Democrats block bill to bar transgender girls from female sports teams

WASHINGTON – Democrats on Monday blocked a Republican-written bill aimed at barring transgender women and girls from school sports teams designated for female students, thwarting consideration in the Senate of the GOP’s latest move to use transgender people as leverage at the dawn of President Donald Trump’s second term.
With Democrats opposed, the measure stalled on a vote of 51-45, falling short of the 60 votes needed to overcome a filibuster and be brought up for consideration.
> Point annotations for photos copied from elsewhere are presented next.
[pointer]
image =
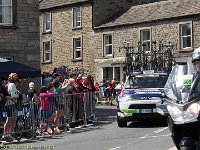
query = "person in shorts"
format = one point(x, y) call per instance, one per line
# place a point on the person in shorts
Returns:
point(10, 106)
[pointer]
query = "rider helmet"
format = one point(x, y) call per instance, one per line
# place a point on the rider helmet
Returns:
point(13, 77)
point(196, 55)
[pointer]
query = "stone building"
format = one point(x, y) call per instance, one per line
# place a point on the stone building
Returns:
point(66, 35)
point(19, 34)
point(88, 33)
point(175, 21)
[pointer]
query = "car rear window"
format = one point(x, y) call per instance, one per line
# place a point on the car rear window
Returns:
point(146, 81)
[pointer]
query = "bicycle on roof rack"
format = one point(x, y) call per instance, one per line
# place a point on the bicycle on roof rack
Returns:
point(147, 71)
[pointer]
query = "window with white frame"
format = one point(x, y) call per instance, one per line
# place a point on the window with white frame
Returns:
point(6, 12)
point(47, 51)
point(47, 22)
point(185, 35)
point(145, 39)
point(76, 17)
point(77, 48)
point(107, 44)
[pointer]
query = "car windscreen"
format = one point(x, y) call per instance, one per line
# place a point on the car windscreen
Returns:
point(146, 81)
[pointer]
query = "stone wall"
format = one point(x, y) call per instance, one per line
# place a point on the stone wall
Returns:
point(160, 31)
point(62, 39)
point(107, 9)
point(21, 40)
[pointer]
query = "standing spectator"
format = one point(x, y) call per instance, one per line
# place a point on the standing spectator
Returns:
point(10, 106)
point(78, 85)
point(97, 91)
point(44, 113)
point(59, 102)
point(112, 88)
point(90, 81)
point(32, 96)
point(32, 93)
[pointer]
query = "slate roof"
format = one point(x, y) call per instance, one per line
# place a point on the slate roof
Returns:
point(46, 4)
point(155, 11)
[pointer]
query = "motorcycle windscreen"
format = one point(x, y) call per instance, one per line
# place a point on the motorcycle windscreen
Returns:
point(178, 85)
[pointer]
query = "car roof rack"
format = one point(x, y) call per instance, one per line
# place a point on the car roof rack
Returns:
point(157, 57)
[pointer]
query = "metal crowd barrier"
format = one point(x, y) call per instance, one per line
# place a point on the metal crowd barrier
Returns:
point(54, 111)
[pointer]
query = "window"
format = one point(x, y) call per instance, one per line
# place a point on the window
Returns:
point(77, 48)
point(47, 51)
point(145, 39)
point(76, 17)
point(185, 36)
point(6, 12)
point(107, 45)
point(47, 22)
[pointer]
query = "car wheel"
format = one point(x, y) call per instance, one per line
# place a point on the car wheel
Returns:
point(121, 123)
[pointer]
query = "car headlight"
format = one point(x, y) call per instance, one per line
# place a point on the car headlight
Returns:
point(192, 112)
point(126, 99)
point(174, 111)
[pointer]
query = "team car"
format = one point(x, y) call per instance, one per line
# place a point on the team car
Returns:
point(139, 95)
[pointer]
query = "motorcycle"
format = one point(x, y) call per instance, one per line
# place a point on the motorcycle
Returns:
point(181, 104)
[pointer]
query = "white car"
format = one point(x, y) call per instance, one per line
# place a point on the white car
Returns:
point(138, 97)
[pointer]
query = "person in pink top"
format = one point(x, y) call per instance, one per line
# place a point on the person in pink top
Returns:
point(44, 113)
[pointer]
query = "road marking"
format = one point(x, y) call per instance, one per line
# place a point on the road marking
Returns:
point(160, 135)
point(154, 136)
point(160, 130)
point(115, 148)
point(144, 136)
point(173, 148)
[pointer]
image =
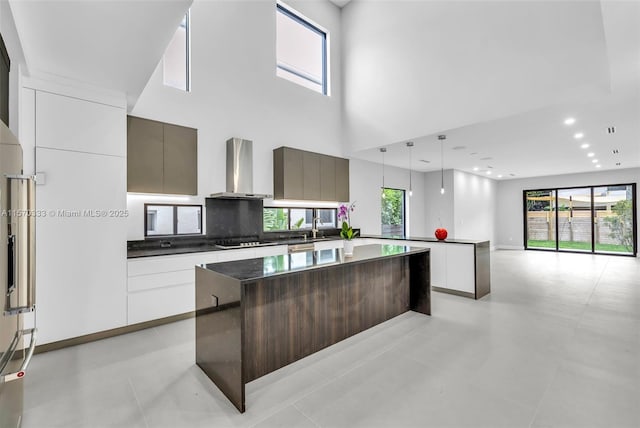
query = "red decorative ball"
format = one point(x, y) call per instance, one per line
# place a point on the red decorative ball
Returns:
point(441, 234)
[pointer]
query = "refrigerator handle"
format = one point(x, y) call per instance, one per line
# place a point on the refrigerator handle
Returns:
point(20, 297)
point(11, 264)
point(8, 356)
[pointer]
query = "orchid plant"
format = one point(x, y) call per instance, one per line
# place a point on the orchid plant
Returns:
point(343, 215)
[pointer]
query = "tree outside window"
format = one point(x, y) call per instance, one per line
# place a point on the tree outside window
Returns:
point(393, 212)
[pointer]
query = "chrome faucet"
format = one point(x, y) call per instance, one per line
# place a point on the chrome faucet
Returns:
point(314, 228)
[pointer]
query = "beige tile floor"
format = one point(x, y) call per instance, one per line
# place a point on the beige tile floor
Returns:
point(556, 344)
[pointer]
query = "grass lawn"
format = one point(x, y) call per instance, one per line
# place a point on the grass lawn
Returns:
point(582, 246)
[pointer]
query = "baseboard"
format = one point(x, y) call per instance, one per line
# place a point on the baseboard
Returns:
point(509, 247)
point(65, 343)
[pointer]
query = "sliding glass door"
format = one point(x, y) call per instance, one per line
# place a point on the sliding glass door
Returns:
point(614, 219)
point(540, 207)
point(592, 219)
point(574, 219)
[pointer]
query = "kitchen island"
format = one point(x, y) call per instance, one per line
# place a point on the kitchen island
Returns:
point(256, 316)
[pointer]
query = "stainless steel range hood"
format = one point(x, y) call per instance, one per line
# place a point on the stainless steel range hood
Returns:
point(239, 171)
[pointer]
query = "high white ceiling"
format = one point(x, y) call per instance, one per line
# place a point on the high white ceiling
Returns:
point(498, 79)
point(111, 44)
point(340, 3)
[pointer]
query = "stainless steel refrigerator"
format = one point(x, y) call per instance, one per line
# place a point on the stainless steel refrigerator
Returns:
point(17, 270)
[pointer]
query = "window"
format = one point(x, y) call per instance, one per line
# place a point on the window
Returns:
point(393, 212)
point(162, 220)
point(592, 219)
point(5, 66)
point(301, 50)
point(282, 219)
point(176, 60)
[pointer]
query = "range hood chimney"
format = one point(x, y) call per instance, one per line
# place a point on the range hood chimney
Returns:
point(239, 171)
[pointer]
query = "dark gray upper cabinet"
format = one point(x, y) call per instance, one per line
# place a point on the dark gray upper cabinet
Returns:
point(303, 175)
point(161, 157)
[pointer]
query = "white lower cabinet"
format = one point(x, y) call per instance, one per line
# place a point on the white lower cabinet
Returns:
point(461, 268)
point(452, 265)
point(163, 286)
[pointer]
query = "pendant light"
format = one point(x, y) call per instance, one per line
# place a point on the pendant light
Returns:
point(410, 145)
point(442, 138)
point(383, 150)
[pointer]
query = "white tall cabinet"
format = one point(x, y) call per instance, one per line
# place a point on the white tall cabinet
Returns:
point(81, 231)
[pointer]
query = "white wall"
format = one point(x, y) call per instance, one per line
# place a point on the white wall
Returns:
point(475, 200)
point(14, 49)
point(236, 93)
point(366, 181)
point(510, 211)
point(439, 208)
point(415, 68)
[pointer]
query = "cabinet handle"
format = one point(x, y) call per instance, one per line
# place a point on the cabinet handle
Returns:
point(11, 264)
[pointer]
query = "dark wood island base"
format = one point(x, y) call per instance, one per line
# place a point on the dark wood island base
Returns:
point(256, 316)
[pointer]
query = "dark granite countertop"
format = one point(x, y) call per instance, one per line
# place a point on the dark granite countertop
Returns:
point(427, 239)
point(194, 244)
point(264, 267)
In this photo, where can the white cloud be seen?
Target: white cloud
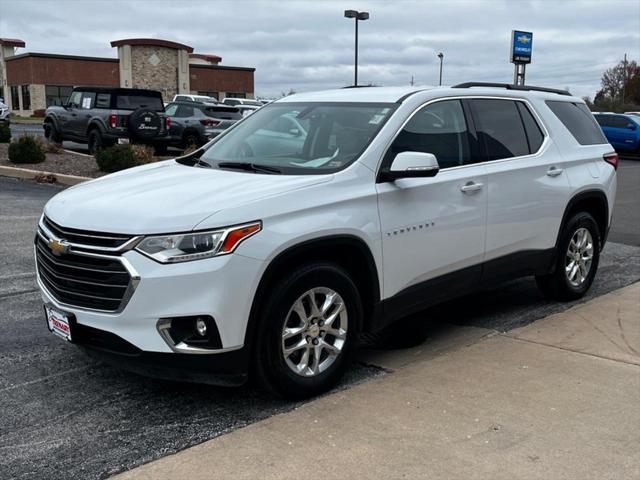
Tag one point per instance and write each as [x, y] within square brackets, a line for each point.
[305, 45]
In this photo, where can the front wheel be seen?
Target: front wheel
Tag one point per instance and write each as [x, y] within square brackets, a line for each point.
[307, 331]
[577, 260]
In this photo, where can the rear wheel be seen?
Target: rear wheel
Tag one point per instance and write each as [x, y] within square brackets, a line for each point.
[307, 331]
[577, 260]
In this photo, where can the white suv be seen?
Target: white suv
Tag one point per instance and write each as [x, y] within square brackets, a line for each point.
[320, 217]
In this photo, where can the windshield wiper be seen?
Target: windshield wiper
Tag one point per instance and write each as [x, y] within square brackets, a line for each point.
[249, 167]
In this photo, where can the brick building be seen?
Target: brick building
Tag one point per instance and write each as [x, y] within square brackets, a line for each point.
[32, 81]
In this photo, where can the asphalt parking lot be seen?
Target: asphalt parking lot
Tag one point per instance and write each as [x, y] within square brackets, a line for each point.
[66, 416]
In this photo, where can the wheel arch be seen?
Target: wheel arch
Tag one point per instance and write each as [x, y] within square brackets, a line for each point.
[347, 251]
[594, 202]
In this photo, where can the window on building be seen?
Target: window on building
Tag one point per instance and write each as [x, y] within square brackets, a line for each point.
[56, 95]
[103, 100]
[15, 98]
[26, 97]
[579, 121]
[210, 94]
[439, 128]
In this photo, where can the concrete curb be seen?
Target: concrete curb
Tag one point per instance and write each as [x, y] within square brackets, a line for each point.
[26, 174]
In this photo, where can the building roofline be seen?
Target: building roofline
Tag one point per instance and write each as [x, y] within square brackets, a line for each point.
[62, 57]
[206, 56]
[12, 42]
[221, 67]
[156, 42]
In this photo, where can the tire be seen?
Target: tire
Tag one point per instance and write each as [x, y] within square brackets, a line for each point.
[572, 275]
[51, 132]
[288, 375]
[95, 141]
[160, 149]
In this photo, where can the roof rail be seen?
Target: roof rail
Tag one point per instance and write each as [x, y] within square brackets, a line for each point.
[510, 86]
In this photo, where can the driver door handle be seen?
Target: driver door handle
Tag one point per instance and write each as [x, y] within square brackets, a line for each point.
[471, 187]
[554, 171]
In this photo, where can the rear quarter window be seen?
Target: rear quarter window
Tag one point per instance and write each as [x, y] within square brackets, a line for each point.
[501, 128]
[577, 118]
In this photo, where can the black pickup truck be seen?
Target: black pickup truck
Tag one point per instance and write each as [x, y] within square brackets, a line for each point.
[103, 116]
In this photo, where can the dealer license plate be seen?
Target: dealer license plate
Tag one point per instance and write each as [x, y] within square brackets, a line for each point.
[58, 322]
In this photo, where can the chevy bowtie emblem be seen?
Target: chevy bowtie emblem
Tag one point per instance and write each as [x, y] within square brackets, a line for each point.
[58, 247]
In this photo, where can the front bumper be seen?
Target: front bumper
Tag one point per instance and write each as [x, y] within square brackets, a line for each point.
[221, 287]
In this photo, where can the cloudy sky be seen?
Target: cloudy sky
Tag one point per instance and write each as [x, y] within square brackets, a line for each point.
[308, 45]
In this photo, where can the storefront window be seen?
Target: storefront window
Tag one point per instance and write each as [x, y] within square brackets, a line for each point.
[15, 98]
[26, 97]
[57, 95]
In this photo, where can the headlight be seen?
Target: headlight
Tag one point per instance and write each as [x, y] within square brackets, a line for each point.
[184, 247]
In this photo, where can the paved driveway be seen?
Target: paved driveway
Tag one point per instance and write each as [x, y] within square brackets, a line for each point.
[66, 416]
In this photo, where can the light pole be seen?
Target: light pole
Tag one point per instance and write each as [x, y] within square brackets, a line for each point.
[356, 16]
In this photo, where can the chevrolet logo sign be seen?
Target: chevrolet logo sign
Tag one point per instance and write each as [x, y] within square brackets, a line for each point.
[58, 247]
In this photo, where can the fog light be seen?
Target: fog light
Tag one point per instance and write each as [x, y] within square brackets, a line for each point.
[201, 327]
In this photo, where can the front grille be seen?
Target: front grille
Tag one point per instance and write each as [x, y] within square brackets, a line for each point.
[84, 237]
[84, 281]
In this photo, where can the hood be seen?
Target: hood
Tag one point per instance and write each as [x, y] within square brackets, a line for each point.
[165, 197]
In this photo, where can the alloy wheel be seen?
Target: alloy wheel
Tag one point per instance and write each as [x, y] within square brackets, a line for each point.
[579, 257]
[314, 332]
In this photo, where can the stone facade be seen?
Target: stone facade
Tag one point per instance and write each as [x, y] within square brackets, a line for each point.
[155, 68]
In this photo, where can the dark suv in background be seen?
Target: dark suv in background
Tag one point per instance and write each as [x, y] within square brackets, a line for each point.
[103, 116]
[195, 123]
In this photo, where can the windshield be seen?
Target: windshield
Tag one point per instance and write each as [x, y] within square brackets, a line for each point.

The bill, which passed the House in January on a largely party-line vote, would prohibit federal funding from going to K-12 schools that include transgender students in women’s and girls’ athletic programs.
It mirrors one of the goals of an executive order Trump signed last month titled “Keeping Men Out of Women’s Sports,” which charged the Education Department with changing its interpretation of civil rights laws so that schools that failed to bar transgender athletes could lose federal funding.
Senate Republicans argued it was essential to protecting girls from predatory men encroaching on their private spaces and seeking to gain an unfair athletic advantage on the basis of sex, even as they hinted that the measure was intended to lay a political trap for Democrats.
“Democrats can stand for women or stand with a radical transgender ideology,” Sen. John Thune, R-S.D., the majority leader, said Monday. If they opposed the legislation, he said, “they’ll have to answer to the women and girls they vote to disenfranchise.”
Democrats denounced the legislation as a craven effort by Republicans to wring political advantage from a small but vulnerable population of transgender children that would ultimately put at risk the girls it purported to protect.
“What Republicans are doing today is inventing a problem to stir up a culture war and divide people against each other and distract people from what they’re actually doing,” said Sen. Brian Schatz, D-Hawaii. He called the bill “totally irrelevant to 99.9% of all people across the country.”